John. I have a complaint which keeps me from working. Paul. Poor boy! Your clothes are soiled and torn. Do you not earn enough to get decent clothes?

John. I would like to earn money, but this complaint of mine seizes me just as I take up a spade or a hoe. Paul. How I pity you! Here is a cent for you. John. Be so good as to put it in my pocket. Paul. There! How weak you must be!

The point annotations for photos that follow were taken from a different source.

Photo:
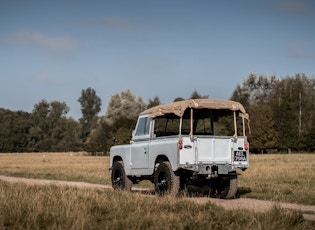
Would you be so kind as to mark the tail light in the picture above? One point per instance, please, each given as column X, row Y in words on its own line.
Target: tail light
column 180, row 144
column 246, row 145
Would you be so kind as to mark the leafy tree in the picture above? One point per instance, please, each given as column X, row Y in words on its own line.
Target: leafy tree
column 124, row 105
column 90, row 107
column 14, row 130
column 51, row 130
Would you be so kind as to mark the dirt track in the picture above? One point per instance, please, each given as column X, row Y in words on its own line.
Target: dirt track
column 241, row 203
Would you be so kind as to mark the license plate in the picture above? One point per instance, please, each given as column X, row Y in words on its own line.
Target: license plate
column 240, row 156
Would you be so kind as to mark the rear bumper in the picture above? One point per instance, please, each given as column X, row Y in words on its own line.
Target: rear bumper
column 212, row 169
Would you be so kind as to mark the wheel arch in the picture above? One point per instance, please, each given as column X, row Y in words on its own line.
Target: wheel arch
column 160, row 158
column 117, row 158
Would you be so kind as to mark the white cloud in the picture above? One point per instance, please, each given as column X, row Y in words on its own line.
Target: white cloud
column 299, row 49
column 302, row 7
column 56, row 44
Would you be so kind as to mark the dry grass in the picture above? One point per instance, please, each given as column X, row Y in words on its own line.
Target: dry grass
column 282, row 177
column 60, row 207
column 56, row 166
column 286, row 177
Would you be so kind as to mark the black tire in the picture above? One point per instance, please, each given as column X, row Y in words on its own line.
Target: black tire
column 119, row 179
column 165, row 180
column 227, row 188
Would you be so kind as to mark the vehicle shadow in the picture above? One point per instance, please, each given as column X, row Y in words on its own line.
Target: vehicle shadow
column 194, row 191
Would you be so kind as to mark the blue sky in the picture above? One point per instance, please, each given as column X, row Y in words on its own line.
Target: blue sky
column 53, row 49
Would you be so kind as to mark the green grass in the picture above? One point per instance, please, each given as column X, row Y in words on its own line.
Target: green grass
column 57, row 207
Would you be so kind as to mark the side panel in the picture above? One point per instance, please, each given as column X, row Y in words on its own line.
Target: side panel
column 187, row 153
column 140, row 155
column 122, row 151
column 214, row 149
column 167, row 147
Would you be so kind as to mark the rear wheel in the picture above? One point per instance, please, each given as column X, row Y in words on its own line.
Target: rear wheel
column 119, row 179
column 165, row 180
column 226, row 187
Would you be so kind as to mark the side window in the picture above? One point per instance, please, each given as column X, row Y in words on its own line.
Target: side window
column 143, row 127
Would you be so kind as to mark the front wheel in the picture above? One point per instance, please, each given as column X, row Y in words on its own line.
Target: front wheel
column 119, row 179
column 165, row 180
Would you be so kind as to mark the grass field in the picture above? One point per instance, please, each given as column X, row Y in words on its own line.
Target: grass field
column 282, row 177
column 286, row 177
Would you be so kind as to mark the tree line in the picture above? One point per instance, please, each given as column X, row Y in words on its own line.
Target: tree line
column 282, row 118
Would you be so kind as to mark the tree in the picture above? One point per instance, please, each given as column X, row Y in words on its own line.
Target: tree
column 51, row 130
column 124, row 105
column 90, row 107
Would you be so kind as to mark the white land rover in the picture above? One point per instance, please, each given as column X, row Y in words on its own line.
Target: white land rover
column 198, row 142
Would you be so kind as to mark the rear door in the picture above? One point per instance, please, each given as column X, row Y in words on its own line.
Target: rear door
column 140, row 144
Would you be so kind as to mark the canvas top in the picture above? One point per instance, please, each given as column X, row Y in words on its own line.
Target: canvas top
column 178, row 108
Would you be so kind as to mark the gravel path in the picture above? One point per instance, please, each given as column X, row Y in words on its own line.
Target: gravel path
column 241, row 203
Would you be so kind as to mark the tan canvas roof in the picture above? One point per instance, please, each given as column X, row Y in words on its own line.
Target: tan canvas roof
column 179, row 107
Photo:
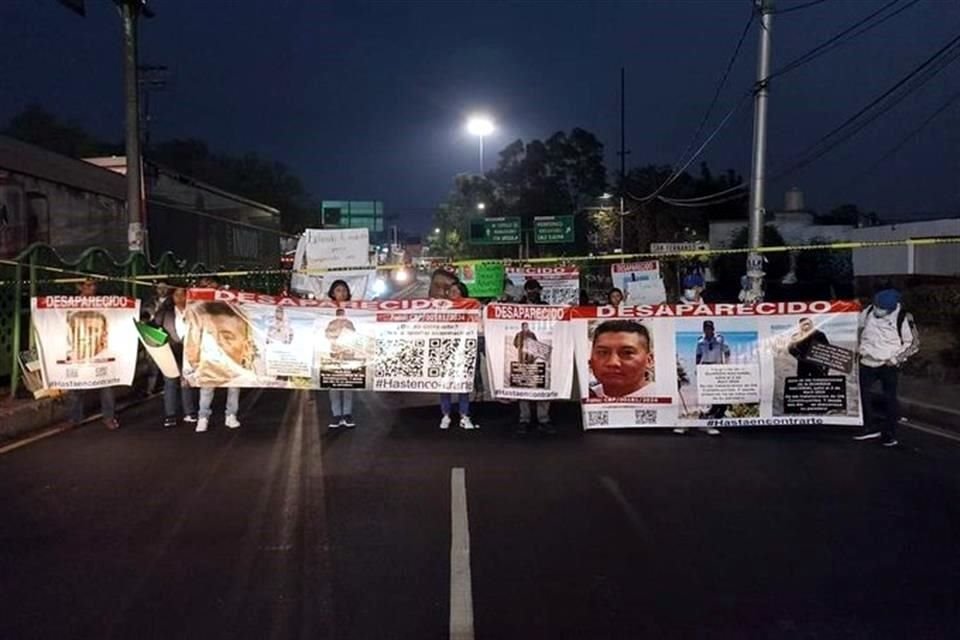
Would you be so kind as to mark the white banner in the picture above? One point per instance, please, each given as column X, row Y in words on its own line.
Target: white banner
column 561, row 285
column 721, row 365
column 249, row 340
column 528, row 348
column 86, row 342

John. If it were not for this complaint, I could do as good a day's work as any boy of my age.

Paul. I am sorry for you. Here is one more cent. It is the last I have.

John. I must trouble you again. My hand drops, you see, if I try to raise it. Please put the cent in my pocket.

Paul. There!

complaint?

Have you never taken anything for this

John. Yes; the schoolmaster gave me something for it. Paul. What did he give you?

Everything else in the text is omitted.